Se ainda há desconforto e sofrimento na sua vida, significa que ainda há uma camada de mentira te envolvendo. Seja corajoso para encarar suas mentiras. Sem coragem você não será capaz de encarar a verdade. Procure identificar quando você ainda não pode ser honesto com você mesmo e com a vida; quando você tem que usar uma máscara e não pode ser autêntico e espontâneo; quando você tem que fingir que é diferente do que é. Dê uma olhada nas diversas áreas da sua vida.
Você terá algum trabalho, mas é um bom trabalho. Lembre-se que “a verdade vos libertará”.

Terceira chave: AÇÃO CORRETA.

Isso não tem nada a ver com moralismo. A ação correta, ou ação consciente, não se baseia no que está fora, ou seja, não depende da aprovação do mundo externo. Não é seguir um manual com regras sobre o que está certo ou errado. É uma ação determinada pela intuição, que é a voz do silêncio. É ter coragem de ser você mesmo, autêntico e espontâneo. Agir conscientemente significa colocar o amor em movimento, ou seja, trilhar o Caminho do Coração.

Quarta chave: NÃO VIOLÊNCIA.

A não violência é a ação sem ego. É a atitude não contaminada pela vingança e pelo ódio. É não dar passagem para a maldade que provoca sofrimento no outro, não importa em qual nível.
A não violência ou ahimsa, como é conhecida na tradição do hinduísmo, não é cruzar os braços e ficar esperando que as coisas aconteçam. Ela, muitas vezes, envolve ação, atitude. Mas, é uma ação que nasce do coração – é espontânea e sempre vem com sabedoria e compaixão. Não é o ódio ou o medo se manifestando.
Eu mesmo já questionei o poder de ahimsa. Parece que só deu certo com Gandhi, na Índia. Mas, não é verdade. Ahimsa é o remédio que esse planeta precisa. A compaixão é o remédio e ahimsa é compaixão.

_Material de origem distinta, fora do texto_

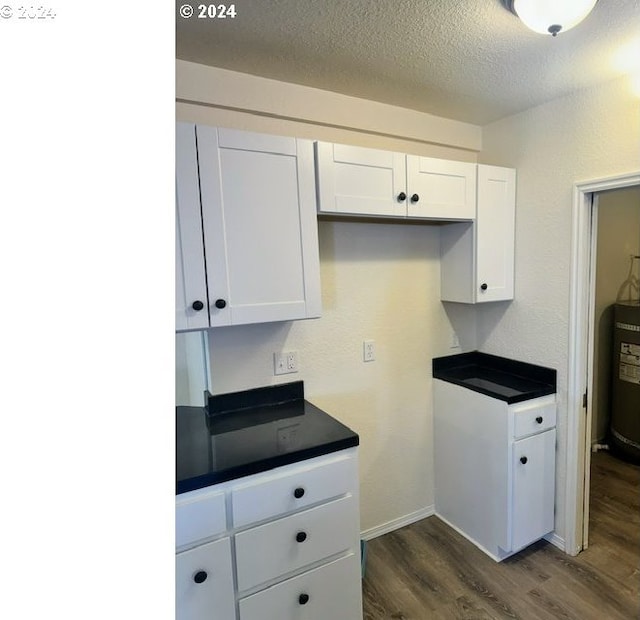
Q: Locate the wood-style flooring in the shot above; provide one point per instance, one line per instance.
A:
(428, 571)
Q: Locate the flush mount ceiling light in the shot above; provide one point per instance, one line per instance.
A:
(550, 16)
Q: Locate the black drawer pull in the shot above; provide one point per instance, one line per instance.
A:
(200, 576)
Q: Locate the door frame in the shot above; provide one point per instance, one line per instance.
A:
(580, 353)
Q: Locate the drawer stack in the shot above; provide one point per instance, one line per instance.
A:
(291, 536)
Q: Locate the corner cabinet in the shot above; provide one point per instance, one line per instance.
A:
(477, 258)
(278, 545)
(370, 182)
(246, 230)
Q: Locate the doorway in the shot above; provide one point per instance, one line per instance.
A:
(581, 353)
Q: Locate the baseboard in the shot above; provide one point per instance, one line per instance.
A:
(556, 541)
(395, 524)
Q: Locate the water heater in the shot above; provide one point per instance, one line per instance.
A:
(625, 386)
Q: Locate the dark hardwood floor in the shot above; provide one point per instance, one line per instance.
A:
(427, 570)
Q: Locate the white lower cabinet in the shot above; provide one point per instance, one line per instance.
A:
(494, 467)
(318, 594)
(204, 582)
(287, 542)
(532, 464)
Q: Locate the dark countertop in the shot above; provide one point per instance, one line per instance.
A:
(244, 433)
(499, 377)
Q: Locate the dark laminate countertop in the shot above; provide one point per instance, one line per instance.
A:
(244, 433)
(499, 377)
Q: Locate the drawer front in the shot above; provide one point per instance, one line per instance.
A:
(199, 515)
(204, 583)
(268, 551)
(331, 592)
(281, 492)
(528, 421)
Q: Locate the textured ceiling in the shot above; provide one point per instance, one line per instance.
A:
(467, 60)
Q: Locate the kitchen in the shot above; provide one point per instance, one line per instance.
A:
(369, 271)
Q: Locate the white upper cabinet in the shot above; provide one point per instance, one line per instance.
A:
(259, 234)
(477, 259)
(191, 283)
(370, 182)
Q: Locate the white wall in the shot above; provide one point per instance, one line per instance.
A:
(589, 134)
(380, 281)
(618, 239)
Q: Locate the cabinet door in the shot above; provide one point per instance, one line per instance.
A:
(533, 467)
(495, 233)
(360, 181)
(259, 224)
(204, 583)
(440, 189)
(191, 285)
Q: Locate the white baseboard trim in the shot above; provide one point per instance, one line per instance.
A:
(395, 524)
(556, 541)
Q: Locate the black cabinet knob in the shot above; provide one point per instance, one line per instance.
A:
(200, 576)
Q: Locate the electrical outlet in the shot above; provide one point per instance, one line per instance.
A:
(368, 351)
(285, 362)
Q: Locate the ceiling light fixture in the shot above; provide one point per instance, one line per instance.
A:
(550, 16)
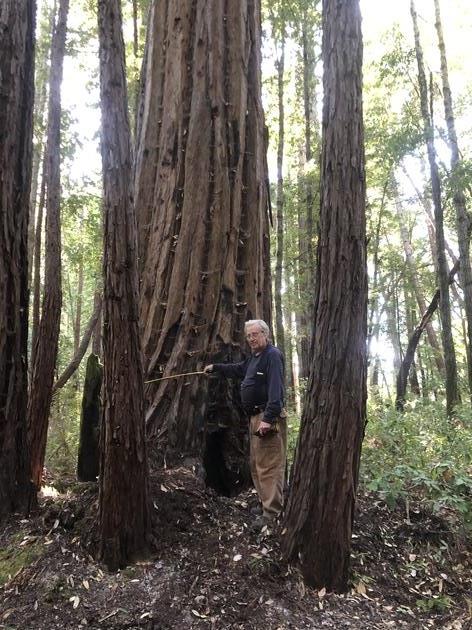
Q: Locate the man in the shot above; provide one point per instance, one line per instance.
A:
(262, 396)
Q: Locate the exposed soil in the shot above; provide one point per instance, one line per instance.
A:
(210, 571)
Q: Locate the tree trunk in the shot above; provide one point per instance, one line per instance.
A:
(37, 264)
(43, 49)
(201, 197)
(320, 510)
(452, 392)
(463, 224)
(45, 353)
(97, 331)
(78, 312)
(88, 458)
(306, 212)
(413, 278)
(279, 317)
(402, 375)
(81, 348)
(17, 25)
(124, 516)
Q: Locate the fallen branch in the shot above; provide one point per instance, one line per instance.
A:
(402, 377)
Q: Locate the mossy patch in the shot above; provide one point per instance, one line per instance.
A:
(16, 556)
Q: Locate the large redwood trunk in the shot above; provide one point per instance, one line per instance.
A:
(45, 350)
(201, 197)
(124, 517)
(320, 509)
(17, 25)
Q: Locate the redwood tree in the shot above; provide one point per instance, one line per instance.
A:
(17, 24)
(320, 509)
(201, 196)
(124, 517)
(46, 345)
(463, 222)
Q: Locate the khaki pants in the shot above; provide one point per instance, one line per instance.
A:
(267, 461)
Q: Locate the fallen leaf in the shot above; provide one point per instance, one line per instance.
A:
(75, 601)
(197, 614)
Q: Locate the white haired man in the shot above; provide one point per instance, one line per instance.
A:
(263, 394)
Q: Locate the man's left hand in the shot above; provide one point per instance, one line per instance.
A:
(264, 427)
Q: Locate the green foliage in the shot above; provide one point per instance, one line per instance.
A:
(421, 455)
(17, 554)
(63, 436)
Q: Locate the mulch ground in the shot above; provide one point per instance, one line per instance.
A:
(210, 571)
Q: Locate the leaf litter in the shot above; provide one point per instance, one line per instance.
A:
(209, 570)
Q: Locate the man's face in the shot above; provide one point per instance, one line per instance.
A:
(256, 338)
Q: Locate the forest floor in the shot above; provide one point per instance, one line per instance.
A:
(210, 571)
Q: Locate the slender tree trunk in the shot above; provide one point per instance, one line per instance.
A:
(97, 331)
(320, 510)
(17, 25)
(78, 312)
(88, 461)
(452, 392)
(413, 278)
(45, 353)
(373, 302)
(40, 120)
(463, 224)
(279, 317)
(201, 198)
(124, 516)
(306, 212)
(81, 349)
(392, 329)
(37, 263)
(402, 375)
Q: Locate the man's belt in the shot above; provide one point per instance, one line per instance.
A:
(257, 409)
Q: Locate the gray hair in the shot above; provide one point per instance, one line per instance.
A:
(259, 322)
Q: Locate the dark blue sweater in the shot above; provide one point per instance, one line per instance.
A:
(262, 381)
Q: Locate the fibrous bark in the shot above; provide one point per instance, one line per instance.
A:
(17, 27)
(88, 456)
(279, 316)
(124, 516)
(45, 351)
(463, 223)
(320, 510)
(201, 197)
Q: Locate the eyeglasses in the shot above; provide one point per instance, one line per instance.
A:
(253, 335)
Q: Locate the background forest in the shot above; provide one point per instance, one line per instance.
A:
(421, 448)
(196, 289)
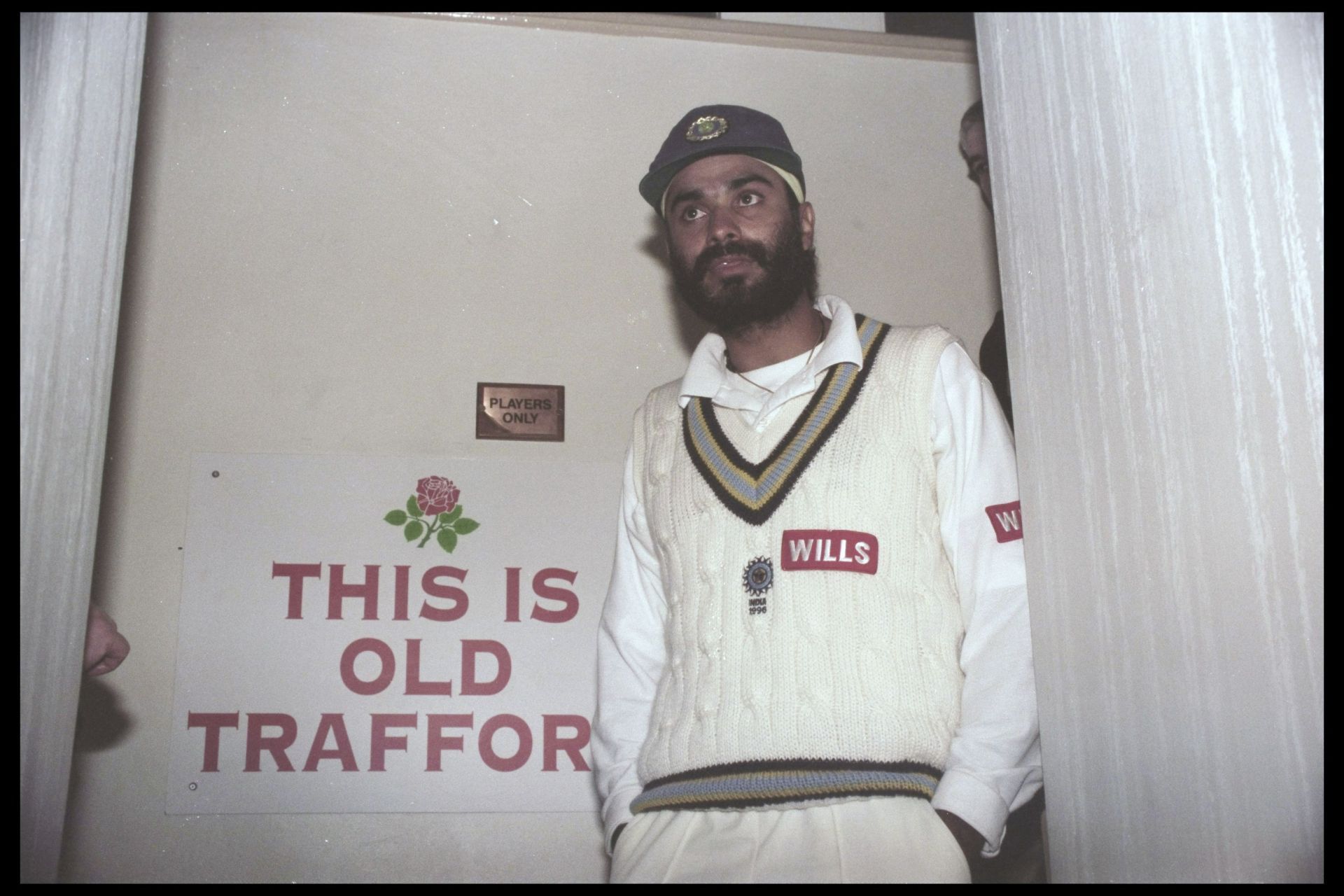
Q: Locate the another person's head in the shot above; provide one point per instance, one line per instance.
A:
(974, 149)
(730, 191)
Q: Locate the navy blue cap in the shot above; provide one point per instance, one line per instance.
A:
(718, 131)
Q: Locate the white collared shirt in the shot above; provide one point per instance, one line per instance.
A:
(995, 758)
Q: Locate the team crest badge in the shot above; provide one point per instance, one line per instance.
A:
(706, 128)
(756, 580)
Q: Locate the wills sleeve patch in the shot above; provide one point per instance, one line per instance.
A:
(1007, 520)
(838, 550)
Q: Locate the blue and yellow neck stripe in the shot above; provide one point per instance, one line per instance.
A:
(755, 491)
(752, 785)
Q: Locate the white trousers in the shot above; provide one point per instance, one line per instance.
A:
(881, 840)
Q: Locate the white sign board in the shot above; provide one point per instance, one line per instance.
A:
(388, 634)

Quinta chave: AMOR CONSCIENTE.

Eu uso esta palavra ‘consciente’, porque a palavra amor foi degenerada. Nós demos a ela tantos outros significados que não têm nada a ver com a sua essência. Para o senso comum, o amor está ligado ao egoísmo, a uma satisfação pessoal. Ele é confundido com a paixão, com o sexo e até mesmo com o ódio. Isso acontece de uma forma inconsciente: a entidade acredita estar amando porque não tem consciência do que é amor.
Não é possível definir o amor com palavras, mas eu posso dizer que amar inclui um desejo sincero de que o outro seja feliz. Inclui ver o potencial adormecido no outro e dar força para ele acordar. É querer ver o outro feliz sem querer absolutamente nada em troca. Em última instância, amar conscientemente significa amar desinteressadamente.
Mas, para que possa utilizar essa chave se faz necessário que você reconheça o seu desamor.
Procure identificar em quais situações e com quem você ainda não pode ser amoroso. Aonde e com quem o seu amor não flui livremente? Em que situações o seu coração se fecha? Aí há uma pista para você. Vá atrás dessa pista e você descobrirá muito sobre si mesmo. Essa é uma forma de trazer paz para esse mundo: aprendendo a ser amigo do seu irmão; amigo do seu vizinho.
Aprender a não julgar os erros do outro. Antes de levantar o seu dedo para acusar o outro, olhe para si mesmo, e pergunte: “Será que eu não tenho um defeito igual, ou outros até piores?” “Será que o meu vizinho não tem nada de bom para eu focar a minha atenção?” Comece a focar no bom que o outro tem. Essa é sua grande missão.

Sexta chave: PRESENÇA.

Estar presente significa estar total na ação. É lembrar-se de si mesmo a cada instante. Quando você pode experienciar a presença, a sua energia cresce e você percebe o amor passando por você. Se puder sustentar esse estado de alerta, você terá a percepção de que tudo é sagrado, e a partir dessa percepção, poderá expandir sua energia conscientemente na direção do outro.
Eu sugiro uma prática bem simples para o seu dia a dia. Habitue-se a perguntar: Onde estou? O que estou fazendo? Permita-se parar, apenas por alguns segundos, absolutamente tudo o que você está fazendo. No meio da ação, pare e pergunte-se: Quem está fazendo? Assim você interrompe a
imaginação e volta para o seu corpo, para a presença, para a totalidade na ação. Esse é o caminho.
A presença é a chave mestra. Mas, porque não vamos diretamente para ela? Porque nem todos estão prontos para usufruir dela. Poucos estão maduros para abandonar o pensar compulsivo, já que isso lhes dá um senso de identidade. Então, em muitos casos, é necessário um trabalho de purificação que é este trabalho de transformação do “eu inferior”, para que você esteja pronto para ancorar a presença. Para isso, o corpo é o portal. Sinta-se ocupando o corpo. Sinta seu campo de energia e mova-se a partir dessa percepção.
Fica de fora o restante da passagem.